According to one University of Tennessee history (“To Foster Knowledge: A History of the University of Tennessee 1794-1970”) penned by James Riley Montgomery, Stanley John Folmsbee and Lee Seifert Greene, Shields contributed more than $40,000 for the field. That figure included Shields offering to pay the $22,453 University Realty owed on the property if the University matched it. His contribution translates to $520,822 today.
Barry Parker and Robin Hood (“Neyland: Life of a Stadium”) called it “a forlorn sight: an unmarked, upgraded expanse of mounds and gullies that turns a quagmire in the rain.”
There was a “Campus Day” set for March 16, 1921, to prepare the field.
“I remember that Dr. H.A. Morgan, the university president, called a student holiday so that the student body and faculty could pitch in and help complete the field,” said Roy “Pap” Striegel, captain of the 1922 team and the man who convinced Banks to outfit the team in orange jerseys that year. “There was everybody out there working, and right beside us was Dean James D. Hoskins, who later became the university president.”
“Students in the home economics department prepared lunch,” wrote Montgomery and colleagues. “Students (‘practically unanimously’) volunteered to work eight hours. Sophomore surveying classes laid out the track, the diamond, and other features. Ditch digging became a competition, with a prize awarded ‘in the 100-yard ditch-digging contest.’” Between 5,000 and 6,000 feet of ditch-digging was necessary.
The whole process ended up taking two days, allowing a baseball game to be played March 19 against Cincinnati University. Shields threw the first pitch that day to Morgan, who whiffed. The Vol baseballers lost, 7-6.

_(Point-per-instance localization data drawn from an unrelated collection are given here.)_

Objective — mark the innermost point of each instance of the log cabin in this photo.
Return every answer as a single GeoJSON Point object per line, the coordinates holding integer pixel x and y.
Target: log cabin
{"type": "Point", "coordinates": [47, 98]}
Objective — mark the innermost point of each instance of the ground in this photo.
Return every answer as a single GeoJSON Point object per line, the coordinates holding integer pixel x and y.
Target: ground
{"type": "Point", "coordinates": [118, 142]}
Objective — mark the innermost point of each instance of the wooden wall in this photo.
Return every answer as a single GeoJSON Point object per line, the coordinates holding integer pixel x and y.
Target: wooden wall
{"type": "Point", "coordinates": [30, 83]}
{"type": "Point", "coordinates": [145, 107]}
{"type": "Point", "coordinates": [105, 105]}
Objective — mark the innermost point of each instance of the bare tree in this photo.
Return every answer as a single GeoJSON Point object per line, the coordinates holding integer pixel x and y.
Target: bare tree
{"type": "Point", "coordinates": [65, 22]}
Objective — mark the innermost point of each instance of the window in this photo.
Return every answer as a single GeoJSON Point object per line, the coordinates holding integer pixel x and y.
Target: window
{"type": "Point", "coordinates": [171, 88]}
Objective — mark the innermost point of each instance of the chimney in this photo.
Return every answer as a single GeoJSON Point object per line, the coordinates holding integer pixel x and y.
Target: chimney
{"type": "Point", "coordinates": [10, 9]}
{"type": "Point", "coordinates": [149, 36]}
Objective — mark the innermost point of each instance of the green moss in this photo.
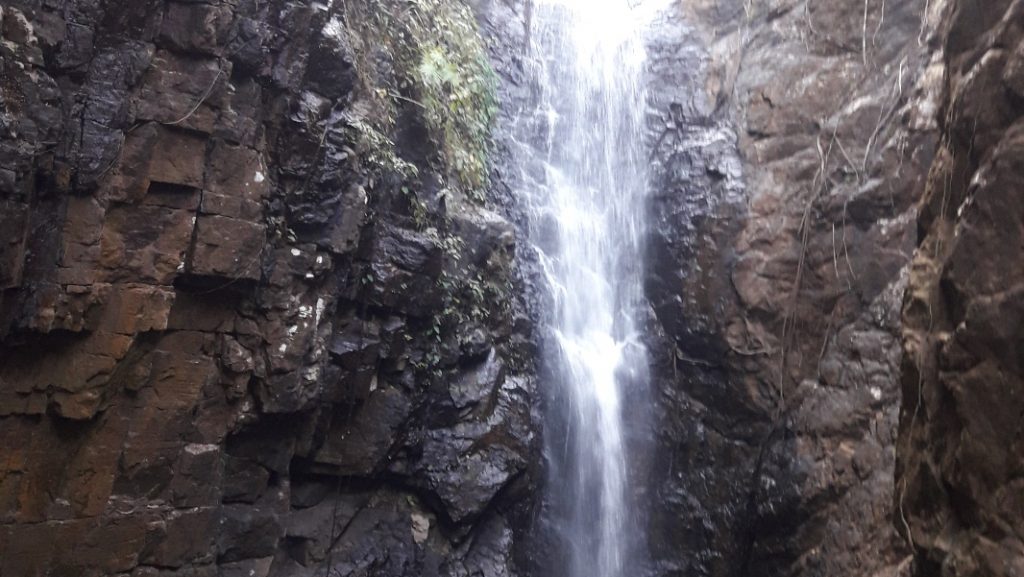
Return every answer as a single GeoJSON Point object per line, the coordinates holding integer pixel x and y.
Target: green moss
{"type": "Point", "coordinates": [439, 65]}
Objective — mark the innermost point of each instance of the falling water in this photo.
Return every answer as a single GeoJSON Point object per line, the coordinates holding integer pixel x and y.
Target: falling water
{"type": "Point", "coordinates": [588, 157]}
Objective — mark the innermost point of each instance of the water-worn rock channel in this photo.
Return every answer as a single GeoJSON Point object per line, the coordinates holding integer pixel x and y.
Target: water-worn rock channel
{"type": "Point", "coordinates": [532, 288]}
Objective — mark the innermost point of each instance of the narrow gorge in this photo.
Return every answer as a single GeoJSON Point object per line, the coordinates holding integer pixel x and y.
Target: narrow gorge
{"type": "Point", "coordinates": [511, 288]}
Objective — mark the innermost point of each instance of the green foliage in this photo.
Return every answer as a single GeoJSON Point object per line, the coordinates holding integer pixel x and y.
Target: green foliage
{"type": "Point", "coordinates": [441, 67]}
{"type": "Point", "coordinates": [379, 151]}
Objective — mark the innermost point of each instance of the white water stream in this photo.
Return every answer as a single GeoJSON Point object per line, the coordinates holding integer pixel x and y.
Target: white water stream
{"type": "Point", "coordinates": [586, 132]}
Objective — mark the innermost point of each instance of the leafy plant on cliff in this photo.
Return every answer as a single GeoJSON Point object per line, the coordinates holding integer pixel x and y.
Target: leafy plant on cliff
{"type": "Point", "coordinates": [440, 66]}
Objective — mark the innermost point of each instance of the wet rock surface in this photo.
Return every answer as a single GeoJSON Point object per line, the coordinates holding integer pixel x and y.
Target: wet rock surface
{"type": "Point", "coordinates": [793, 140]}
{"type": "Point", "coordinates": [230, 342]}
{"type": "Point", "coordinates": [958, 475]}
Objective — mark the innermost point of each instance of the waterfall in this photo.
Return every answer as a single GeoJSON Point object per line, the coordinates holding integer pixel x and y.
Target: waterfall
{"type": "Point", "coordinates": [585, 152]}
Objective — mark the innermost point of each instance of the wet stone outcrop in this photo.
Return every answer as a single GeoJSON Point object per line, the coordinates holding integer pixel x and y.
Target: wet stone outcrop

Later, a crown of additional dirt and a “strong stand of Bermuda grass” was added to the field.
The capacity of the new stadium was 3,200, all on the west side, but considerably fewer showed up for the football opener Sept. 24. Before a crowd of 1,200 who watched under a persistent drizzle, it took two quarters before the Vols got it in gear.

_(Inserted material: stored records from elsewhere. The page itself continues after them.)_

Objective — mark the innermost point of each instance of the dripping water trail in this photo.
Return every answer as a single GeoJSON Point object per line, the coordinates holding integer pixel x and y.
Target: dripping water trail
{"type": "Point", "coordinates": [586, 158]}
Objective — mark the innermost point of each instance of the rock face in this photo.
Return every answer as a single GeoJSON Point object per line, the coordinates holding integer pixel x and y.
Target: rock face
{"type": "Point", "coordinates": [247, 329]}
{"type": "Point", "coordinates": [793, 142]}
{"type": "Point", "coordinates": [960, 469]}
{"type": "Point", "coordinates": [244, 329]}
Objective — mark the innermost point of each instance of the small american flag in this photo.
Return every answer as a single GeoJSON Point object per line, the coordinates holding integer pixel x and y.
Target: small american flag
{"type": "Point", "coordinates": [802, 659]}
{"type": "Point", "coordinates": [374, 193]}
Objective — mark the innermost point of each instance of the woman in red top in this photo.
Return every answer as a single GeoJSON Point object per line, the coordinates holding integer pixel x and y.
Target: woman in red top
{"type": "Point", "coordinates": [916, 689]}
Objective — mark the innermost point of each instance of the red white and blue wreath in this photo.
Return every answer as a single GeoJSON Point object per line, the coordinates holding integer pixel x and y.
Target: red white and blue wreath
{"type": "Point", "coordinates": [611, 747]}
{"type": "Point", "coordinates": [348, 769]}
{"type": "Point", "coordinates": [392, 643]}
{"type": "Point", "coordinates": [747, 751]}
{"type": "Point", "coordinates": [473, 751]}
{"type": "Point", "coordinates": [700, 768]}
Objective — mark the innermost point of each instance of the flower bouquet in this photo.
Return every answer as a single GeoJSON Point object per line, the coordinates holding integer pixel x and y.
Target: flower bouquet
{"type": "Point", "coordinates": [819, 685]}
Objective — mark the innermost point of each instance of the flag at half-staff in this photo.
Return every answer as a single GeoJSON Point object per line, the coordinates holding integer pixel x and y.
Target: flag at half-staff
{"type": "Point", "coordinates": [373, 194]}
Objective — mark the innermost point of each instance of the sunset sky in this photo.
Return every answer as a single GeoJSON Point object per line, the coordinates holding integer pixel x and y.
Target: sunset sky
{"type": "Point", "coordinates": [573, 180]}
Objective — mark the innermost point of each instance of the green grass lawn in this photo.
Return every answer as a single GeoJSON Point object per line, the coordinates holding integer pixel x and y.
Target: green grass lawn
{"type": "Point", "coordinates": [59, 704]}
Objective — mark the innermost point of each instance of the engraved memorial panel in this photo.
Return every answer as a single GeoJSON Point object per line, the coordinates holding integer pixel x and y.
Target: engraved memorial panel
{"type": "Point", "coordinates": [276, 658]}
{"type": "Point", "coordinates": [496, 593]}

A 21-point third quarter proved decisive as head coach M.B. Banks cleared the bench. Rufe Clayton scored the first TD in the new stadium on an 11-yard run. A reporter named H. I. Leyshon had the game story byline. The final score was 27-0.

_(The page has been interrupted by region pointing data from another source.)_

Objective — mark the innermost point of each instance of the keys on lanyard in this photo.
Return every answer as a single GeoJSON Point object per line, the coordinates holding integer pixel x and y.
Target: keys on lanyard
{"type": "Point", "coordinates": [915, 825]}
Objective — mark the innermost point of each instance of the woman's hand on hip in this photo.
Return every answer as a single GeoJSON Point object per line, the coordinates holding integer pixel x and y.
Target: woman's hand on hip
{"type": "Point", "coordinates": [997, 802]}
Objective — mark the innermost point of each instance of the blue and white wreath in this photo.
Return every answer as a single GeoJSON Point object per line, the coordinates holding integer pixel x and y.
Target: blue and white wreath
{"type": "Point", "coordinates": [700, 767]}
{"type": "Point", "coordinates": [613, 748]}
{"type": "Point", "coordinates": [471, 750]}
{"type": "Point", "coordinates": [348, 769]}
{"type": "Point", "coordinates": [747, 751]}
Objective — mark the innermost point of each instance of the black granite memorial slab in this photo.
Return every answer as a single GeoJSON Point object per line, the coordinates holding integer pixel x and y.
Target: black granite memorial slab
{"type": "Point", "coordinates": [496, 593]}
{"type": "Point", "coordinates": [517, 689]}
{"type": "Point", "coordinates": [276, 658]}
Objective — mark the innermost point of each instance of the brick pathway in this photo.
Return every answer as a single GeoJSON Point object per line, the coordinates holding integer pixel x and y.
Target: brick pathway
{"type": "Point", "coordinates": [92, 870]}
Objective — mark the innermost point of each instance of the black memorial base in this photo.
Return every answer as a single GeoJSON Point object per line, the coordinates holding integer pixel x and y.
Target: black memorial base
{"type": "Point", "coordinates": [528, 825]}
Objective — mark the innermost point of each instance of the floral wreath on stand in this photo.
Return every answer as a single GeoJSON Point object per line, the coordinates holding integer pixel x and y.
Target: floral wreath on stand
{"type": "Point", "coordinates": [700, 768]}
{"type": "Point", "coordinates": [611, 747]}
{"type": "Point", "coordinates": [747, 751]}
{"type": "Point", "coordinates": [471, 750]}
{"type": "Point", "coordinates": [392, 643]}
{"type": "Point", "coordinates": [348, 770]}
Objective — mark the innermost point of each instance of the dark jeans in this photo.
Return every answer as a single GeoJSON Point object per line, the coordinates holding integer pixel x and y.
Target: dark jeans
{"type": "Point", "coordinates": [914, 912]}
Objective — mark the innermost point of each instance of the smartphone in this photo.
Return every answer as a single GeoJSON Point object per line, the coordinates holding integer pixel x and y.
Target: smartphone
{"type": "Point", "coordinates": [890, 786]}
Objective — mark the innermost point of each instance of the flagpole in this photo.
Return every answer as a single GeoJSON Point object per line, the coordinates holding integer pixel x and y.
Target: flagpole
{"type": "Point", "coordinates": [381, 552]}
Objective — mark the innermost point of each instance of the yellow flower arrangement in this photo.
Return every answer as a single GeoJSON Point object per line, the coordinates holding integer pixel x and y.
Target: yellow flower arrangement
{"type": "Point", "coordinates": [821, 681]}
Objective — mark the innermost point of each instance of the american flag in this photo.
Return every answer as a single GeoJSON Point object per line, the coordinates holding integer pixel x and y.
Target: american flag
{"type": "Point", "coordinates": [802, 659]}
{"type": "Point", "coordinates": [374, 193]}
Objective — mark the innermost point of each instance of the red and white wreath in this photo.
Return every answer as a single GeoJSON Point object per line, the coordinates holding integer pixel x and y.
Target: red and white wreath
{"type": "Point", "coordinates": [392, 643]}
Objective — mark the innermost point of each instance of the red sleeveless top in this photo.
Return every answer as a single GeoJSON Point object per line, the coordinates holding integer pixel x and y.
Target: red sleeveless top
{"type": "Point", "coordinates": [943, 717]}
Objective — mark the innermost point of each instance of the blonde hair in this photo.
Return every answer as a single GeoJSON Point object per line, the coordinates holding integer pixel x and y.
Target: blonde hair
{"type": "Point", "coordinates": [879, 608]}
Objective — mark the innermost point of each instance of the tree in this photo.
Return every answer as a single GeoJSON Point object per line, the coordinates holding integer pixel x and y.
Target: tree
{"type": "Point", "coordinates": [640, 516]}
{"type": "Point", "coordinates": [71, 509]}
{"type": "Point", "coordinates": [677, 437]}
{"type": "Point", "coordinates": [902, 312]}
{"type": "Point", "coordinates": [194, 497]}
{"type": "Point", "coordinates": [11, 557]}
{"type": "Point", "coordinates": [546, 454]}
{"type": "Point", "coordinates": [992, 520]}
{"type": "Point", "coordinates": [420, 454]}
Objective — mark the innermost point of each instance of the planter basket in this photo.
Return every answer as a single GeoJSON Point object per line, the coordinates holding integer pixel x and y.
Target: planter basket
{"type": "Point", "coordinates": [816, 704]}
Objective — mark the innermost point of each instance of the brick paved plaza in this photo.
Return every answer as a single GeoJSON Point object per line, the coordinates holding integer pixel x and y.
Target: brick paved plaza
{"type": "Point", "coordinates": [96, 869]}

The Vols finished 6-2-1 and, in four home games, did not give up a point. Even in those days, defense ruled the day. After Emory & Henry, the Vols defeated Maryville (7-0), Chattanooga (21-0), Florida (9-0), Mississippi A&M (14-7), and Sewanee (21-0).
The Vols won a total of eight in a row on their home gridiron in 1921 and 1922, before Vanderbilt took a 14-6 victory Nov. 4, 1922.
That’s the way things appeared nearly 100 years ago. Today’s stadium stands in tribute to those visionaries of the early 1920s who embarked on the first steps of building a stadium and traditions that have stood the test of time.